In South Africa, digital assets are classified as financial products, allowing for the licensing of crypto platforms and clear regulatory requirements. This has provided a stable environment for crypto businesses to operate and expand.

**Comparison**

| Country | Lobbying Impact | Current Regulatory Approach | |--------------|---------------------------------|-------------------------------------------------------------| | Kenya | Tax scrapped after industry push; new Virtual Assets Bill | Purpose-built legal system, mandatory licensing, AML/CFT, regional influence[1][2][4] | | South Africa | Industry engagement shapes regulation; regulatory clarity | Digital assets as financial products, licensing, stable payments ecosystem[2][3] |

Both countries are now positioned as regional leaders in fintech regulation, with Kenya’s approach especially influential in East Africa.

The VACC, for instance, advocates for a framework similar to the EU's MiCA regulations to ensure Kenya remains competitive in the digital asset market. Meanwhile, VISA has opened applications for Cohort 4 of its Africa Fintech Accelerator Program with a deadline of March 25, 2025.

In Kenya, the Kenya's Virtual Assets Chamber of Commerce (VACC) has submitted a set of policy recommendations to Kenyan regulators, urging changes to the proposed digital asset tax (DAT) and advocating for a Kenyan stablecoin.

As the landscape of cryptocurrency regulation continues to evolve in Kenya and South Africa, both countries are poised to play significant roles in shaping the future of digital assets across Africa.

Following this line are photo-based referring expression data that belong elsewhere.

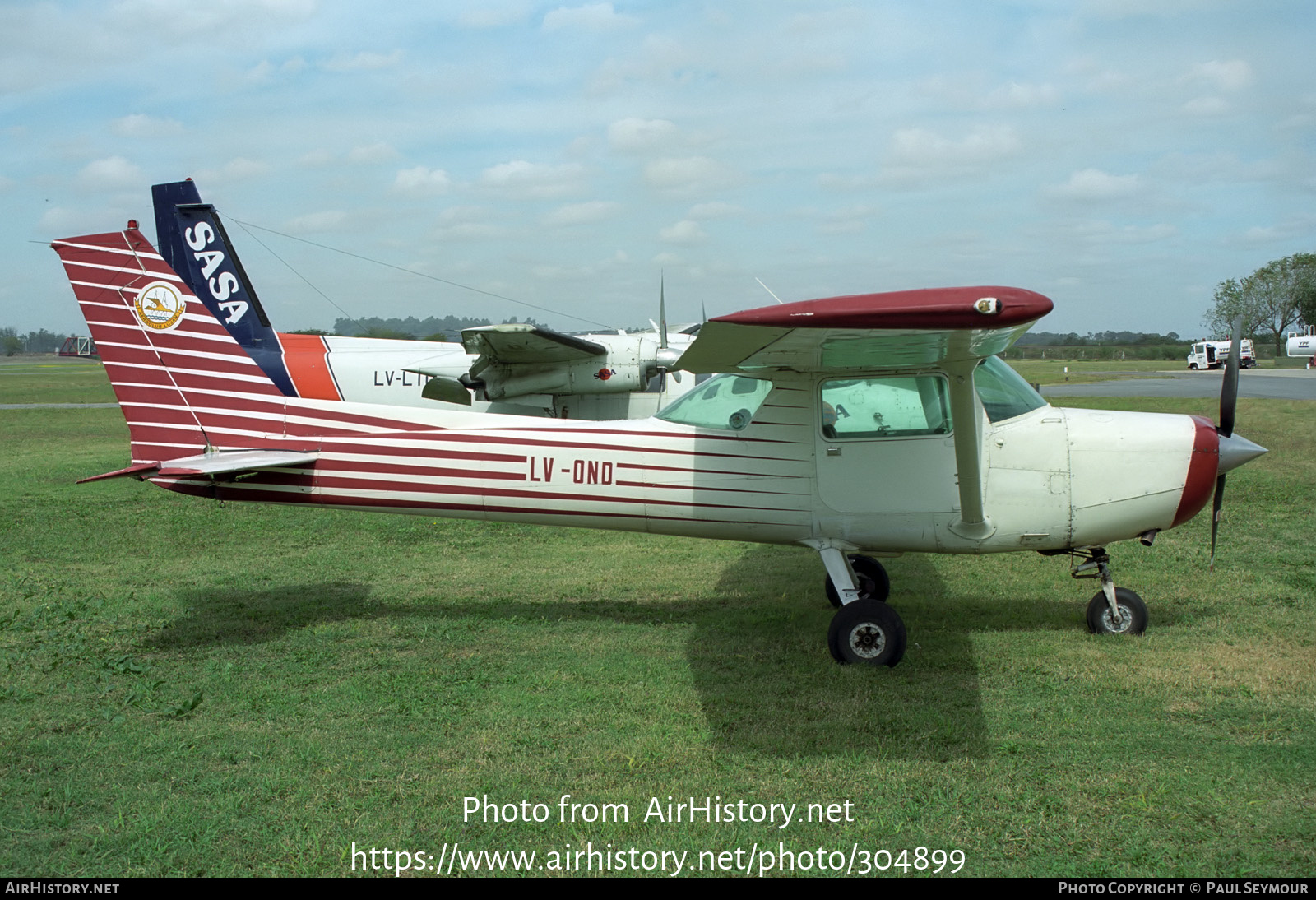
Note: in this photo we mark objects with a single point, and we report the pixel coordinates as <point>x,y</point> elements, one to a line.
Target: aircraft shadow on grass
<point>800,704</point>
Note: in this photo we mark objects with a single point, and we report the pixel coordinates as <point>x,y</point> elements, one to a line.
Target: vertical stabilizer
<point>195,245</point>
<point>183,383</point>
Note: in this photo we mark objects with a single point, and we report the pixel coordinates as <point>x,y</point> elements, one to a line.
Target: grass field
<point>199,689</point>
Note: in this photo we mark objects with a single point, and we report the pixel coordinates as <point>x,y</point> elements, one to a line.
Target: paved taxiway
<point>1274,384</point>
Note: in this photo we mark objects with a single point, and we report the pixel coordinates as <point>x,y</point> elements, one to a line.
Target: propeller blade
<point>1230,391</point>
<point>662,315</point>
<point>1216,503</point>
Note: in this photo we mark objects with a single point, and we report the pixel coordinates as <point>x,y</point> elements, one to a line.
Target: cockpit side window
<point>910,406</point>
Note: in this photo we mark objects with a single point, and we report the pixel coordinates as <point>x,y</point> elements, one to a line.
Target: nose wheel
<point>1112,610</point>
<point>1133,614</point>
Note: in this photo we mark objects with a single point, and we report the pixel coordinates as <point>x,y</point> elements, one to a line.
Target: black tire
<point>1133,614</point>
<point>873,581</point>
<point>866,632</point>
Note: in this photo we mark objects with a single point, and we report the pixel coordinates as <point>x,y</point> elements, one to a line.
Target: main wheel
<point>866,632</point>
<point>873,581</point>
<point>1133,614</point>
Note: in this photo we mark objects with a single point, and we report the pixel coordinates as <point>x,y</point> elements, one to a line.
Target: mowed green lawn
<point>199,689</point>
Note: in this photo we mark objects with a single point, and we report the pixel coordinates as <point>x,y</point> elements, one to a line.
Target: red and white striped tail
<point>175,370</point>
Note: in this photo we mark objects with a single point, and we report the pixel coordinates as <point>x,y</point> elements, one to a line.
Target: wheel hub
<point>868,640</point>
<point>1118,627</point>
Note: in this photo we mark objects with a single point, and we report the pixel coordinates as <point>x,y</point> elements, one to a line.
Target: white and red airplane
<point>869,424</point>
<point>519,369</point>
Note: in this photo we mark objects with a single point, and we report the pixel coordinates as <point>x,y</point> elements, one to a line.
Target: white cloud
<point>494,16</point>
<point>683,232</point>
<point>364,62</point>
<point>688,174</point>
<point>923,147</point>
<point>374,153</point>
<point>1092,184</point>
<point>715,210</point>
<point>140,125</point>
<point>1230,77</point>
<point>592,17</point>
<point>918,154</point>
<point>111,174</point>
<point>640,134</point>
<point>521,179</point>
<point>423,180</point>
<point>319,157</point>
<point>1103,232</point>
<point>1207,107</point>
<point>327,220</point>
<point>236,170</point>
<point>582,213</point>
<point>1023,96</point>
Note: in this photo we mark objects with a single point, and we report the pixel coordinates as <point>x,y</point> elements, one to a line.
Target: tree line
<point>41,341</point>
<point>449,328</point>
<point>1272,302</point>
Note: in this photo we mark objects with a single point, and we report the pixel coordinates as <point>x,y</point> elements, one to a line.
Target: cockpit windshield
<point>727,401</point>
<point>1003,391</point>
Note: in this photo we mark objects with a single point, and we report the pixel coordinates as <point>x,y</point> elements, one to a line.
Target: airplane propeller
<point>1234,450</point>
<point>666,357</point>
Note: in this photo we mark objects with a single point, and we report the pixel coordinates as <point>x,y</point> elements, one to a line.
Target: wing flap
<point>219,462</point>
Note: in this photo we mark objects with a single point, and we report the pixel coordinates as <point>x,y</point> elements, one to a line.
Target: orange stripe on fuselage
<point>306,355</point>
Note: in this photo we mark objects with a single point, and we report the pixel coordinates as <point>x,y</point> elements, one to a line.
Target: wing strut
<point>973,522</point>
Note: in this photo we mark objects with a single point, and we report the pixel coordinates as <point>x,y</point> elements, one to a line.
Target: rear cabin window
<point>912,406</point>
<point>725,401</point>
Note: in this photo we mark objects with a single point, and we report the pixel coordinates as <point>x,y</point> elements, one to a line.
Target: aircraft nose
<point>1235,450</point>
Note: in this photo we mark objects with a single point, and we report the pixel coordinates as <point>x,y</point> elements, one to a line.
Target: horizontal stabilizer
<point>526,344</point>
<point>219,462</point>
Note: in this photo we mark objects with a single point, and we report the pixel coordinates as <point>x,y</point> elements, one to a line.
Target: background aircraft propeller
<point>1234,450</point>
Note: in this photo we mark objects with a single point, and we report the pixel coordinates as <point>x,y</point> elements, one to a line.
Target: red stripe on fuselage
<point>1203,465</point>
<point>307,358</point>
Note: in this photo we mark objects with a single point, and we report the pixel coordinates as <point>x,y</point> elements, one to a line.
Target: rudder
<point>183,383</point>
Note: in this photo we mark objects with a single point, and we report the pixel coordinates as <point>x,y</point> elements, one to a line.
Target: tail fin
<point>195,245</point>
<point>183,383</point>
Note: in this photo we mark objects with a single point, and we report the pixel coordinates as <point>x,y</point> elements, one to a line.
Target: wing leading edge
<point>899,329</point>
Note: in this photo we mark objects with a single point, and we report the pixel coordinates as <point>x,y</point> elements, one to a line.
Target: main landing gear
<point>1112,610</point>
<point>864,629</point>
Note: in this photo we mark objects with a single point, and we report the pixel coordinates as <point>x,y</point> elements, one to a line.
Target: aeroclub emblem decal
<point>160,305</point>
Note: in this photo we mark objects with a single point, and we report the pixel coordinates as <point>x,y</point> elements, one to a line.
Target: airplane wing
<point>221,462</point>
<point>949,328</point>
<point>901,329</point>
<point>526,344</point>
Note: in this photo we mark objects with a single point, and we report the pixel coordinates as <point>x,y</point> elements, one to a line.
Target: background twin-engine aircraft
<point>868,424</point>
<point>526,370</point>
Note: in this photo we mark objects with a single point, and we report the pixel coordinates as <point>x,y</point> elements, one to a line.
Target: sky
<point>1122,157</point>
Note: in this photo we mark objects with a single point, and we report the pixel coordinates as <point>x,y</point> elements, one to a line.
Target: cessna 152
<point>517,369</point>
<point>878,423</point>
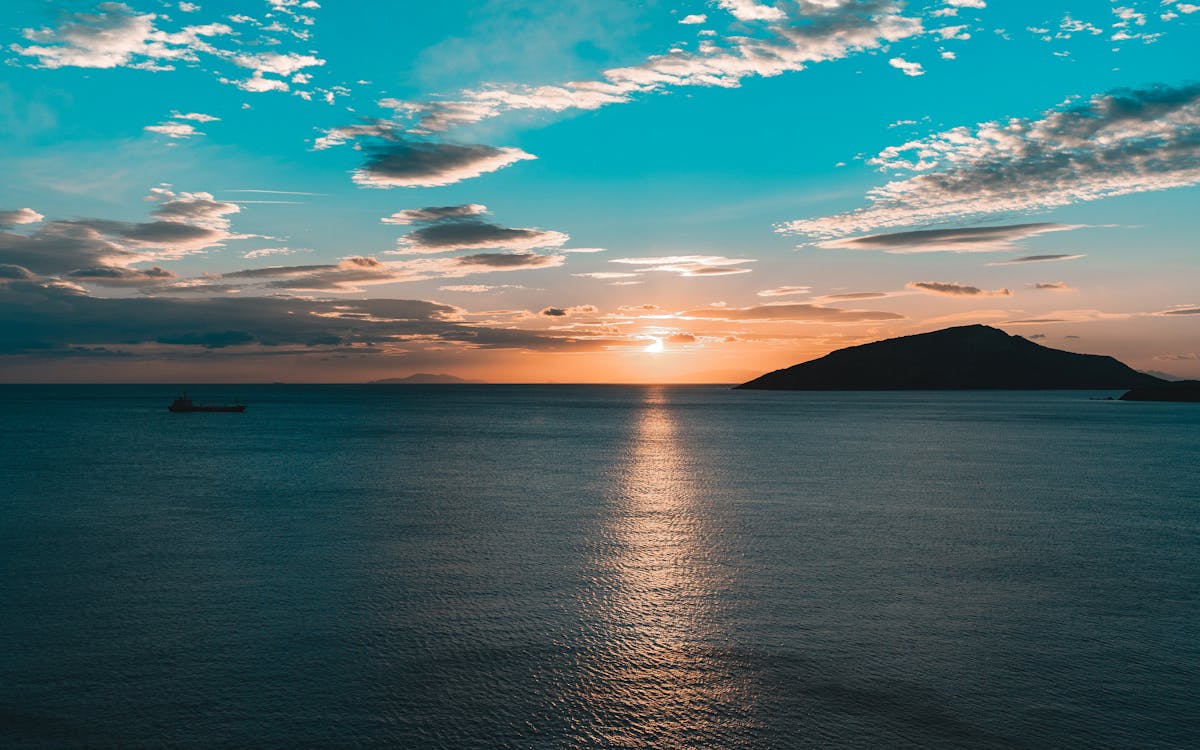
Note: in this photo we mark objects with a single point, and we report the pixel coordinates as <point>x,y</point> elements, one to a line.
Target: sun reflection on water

  1. The influence of cryptocurrency lobbying has resulted in advanced and ambitious cryptocurrency regulation in Kenya, with a new Virtual Assets Bill that introduces a purpose-built legal system for digital assets.
  2. The lobbying coalition in Kenya successfully lobbied for the elimination of a controversial digital asset tax, originally proposed in 2023.
  3. The virtual asset service providers (VASPs) in Kenya are now mandated to comply with anti-money laundering and counter-terrorism financing (AML/CFT) frameworks.
  4. In South Africa, digital assets are classified as financial products, enabling multiple platforms to be licensed and operate within a predictable regulatory framework.
  5. The regulatory clarity in South Africa has fostered a growing cryptocurrency payments ecosystem, with retail transactions averaging 2 million Rand monthly.
  6. The abolition of a digital asset tax in Kenya, advocacy for a Kenyan stablecoin, and push for changes in the proposed digital asset tax are notable policy recommendations made by the Kenya's Virtual Assets Chamber of Commerce (VACC).
  7. With its regional influence in East Africa and advocacy for regulations similar to the EU's MiCA, Kenya is positioning itself as a key player in shaping the digital asset market.
  8. The ongoing dynamics in the world of digital assets have positioned Kenya and South Africa as regional leaders in fintech regulation, with potential for significant roles in shaping the future of digital assets across Africa.
  9. The cryptocurrency lobbying efforts in both Kenya and South Africa have demonstrated the potential for innovation in web3, fintech, and finance, and serve as a model for crypto lobbying in other African nations like Nigeria, encouraging investment and business growth in technology.